Veteran Shows How Daily Tasks Like Opening Biscuits Can Be Impacted by PTSD

Chad Garcia, a 39-year-old army veteran, is using his social media platform to show just how post-traumatic stress disorder (PTSD) from service can impact even the simplest tasks in life.

Garcia gained over 2 million views with his clip showing how a task like opening a tube of biscuit dough can be affected.

Garcia was medically retired from his time in the army airborne infantry in 2014, but fights the after effects of it to this day. Through his TikTok account he documents his struggles with PTSD and recovering from alcohol addiction—two things often faced by veterans.

Late December 2021, Garcia shared a video of him attempting to open a tube of biscuits in his kitchen, popping it open with a spoon. Unlike most, however, it was more than just a routine task.

"These damn things are awful for dudes with post traumatic stress disorder from IEDs [improvised explosive device] and PRGs [rocket-propelled grenade]," he wrote on screen. "Especially while your kids are being wild in the background."

In the video, he used the spoon to pop open the tube, using it to break the packaging's seal. With a tense look on his face, he began to open it before stepping back for a second. After attempting a second time, and successfully opening the package, he instinctively dropped the spoon and took a complete leap away from it.

The video can also be seen in full here.

Garcia took to a follow-up video to explain his thought process during these everyday situations, saying: "Am I looking at a tube of biscuits? Yeah. Do I know it's coming? Yeah. Those [war] are abnormal situations, so reacting to it in certain ways is completely normal. It's a normal reaction to abnormal situations.

"Going downstairs and getting a little biscuit tube to 'pop' might be the one thing that sends my day into a bad direction," he said, explaining how such menial tasks can impact the life of a PTSD survivor.

On why his kids being wild in the background isn't an issue to confront for him just yet, he explained that at the ages of two, five and seven, he is yet to explain everything to them as "the two year old isn't going to know, the five year old isn't really going to know, the seven year old might grasp it but I just want them to be kids."

"They shouldn't have to conform to it, I need to learn how to cope when they're screaming and bouncing off the walls and my anxiety is up, I need to learn how to step away, it's me that needs to learn to do the coping."

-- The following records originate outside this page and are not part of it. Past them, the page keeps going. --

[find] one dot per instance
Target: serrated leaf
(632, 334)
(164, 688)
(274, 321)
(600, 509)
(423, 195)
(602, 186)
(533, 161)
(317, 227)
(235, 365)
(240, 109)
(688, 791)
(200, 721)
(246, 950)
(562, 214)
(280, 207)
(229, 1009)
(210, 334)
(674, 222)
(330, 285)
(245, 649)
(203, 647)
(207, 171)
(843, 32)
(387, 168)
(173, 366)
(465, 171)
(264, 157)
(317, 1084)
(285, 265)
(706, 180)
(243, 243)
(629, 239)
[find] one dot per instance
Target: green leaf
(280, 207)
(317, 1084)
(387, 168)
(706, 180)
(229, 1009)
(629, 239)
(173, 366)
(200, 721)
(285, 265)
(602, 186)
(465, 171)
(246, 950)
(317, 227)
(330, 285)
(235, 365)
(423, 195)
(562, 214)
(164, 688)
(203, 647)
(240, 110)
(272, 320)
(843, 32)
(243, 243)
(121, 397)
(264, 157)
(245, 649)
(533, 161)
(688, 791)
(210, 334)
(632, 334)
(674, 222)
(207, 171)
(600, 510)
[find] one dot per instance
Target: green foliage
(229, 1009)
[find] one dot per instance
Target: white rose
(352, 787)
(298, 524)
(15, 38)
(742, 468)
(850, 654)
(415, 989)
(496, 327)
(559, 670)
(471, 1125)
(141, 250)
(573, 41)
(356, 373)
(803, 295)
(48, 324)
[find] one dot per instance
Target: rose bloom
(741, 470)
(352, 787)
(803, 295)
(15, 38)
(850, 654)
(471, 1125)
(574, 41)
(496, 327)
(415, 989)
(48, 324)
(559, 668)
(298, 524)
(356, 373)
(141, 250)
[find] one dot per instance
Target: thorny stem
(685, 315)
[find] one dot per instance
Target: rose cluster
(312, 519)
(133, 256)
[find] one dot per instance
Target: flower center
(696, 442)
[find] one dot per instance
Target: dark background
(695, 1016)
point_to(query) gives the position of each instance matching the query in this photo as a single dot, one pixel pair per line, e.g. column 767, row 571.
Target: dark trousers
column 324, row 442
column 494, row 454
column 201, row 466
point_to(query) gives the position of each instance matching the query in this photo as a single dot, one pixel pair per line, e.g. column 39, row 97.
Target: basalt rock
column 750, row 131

According to the U.S. Department of Veterans Affairs, around 11 to 20 percent of those who served in Operations Iraqi Freedom and Enduring Freedom have PTSD in any given year, while around 12 percent of Gulf War veterans do too.

A 2018 study found 17 percent of veterans who witnessed active combat report symptoms of probable PTSD.

Now, Garcia runs a nonprofit in California that invites veterans to skydive free of charge in a bid to "help reintegrate and reinvigorate the mind and spirit of veterans"—something he aims to do online too.

"It's reality," he wrote in a comment. "The more we all share, the more we can learn from each other."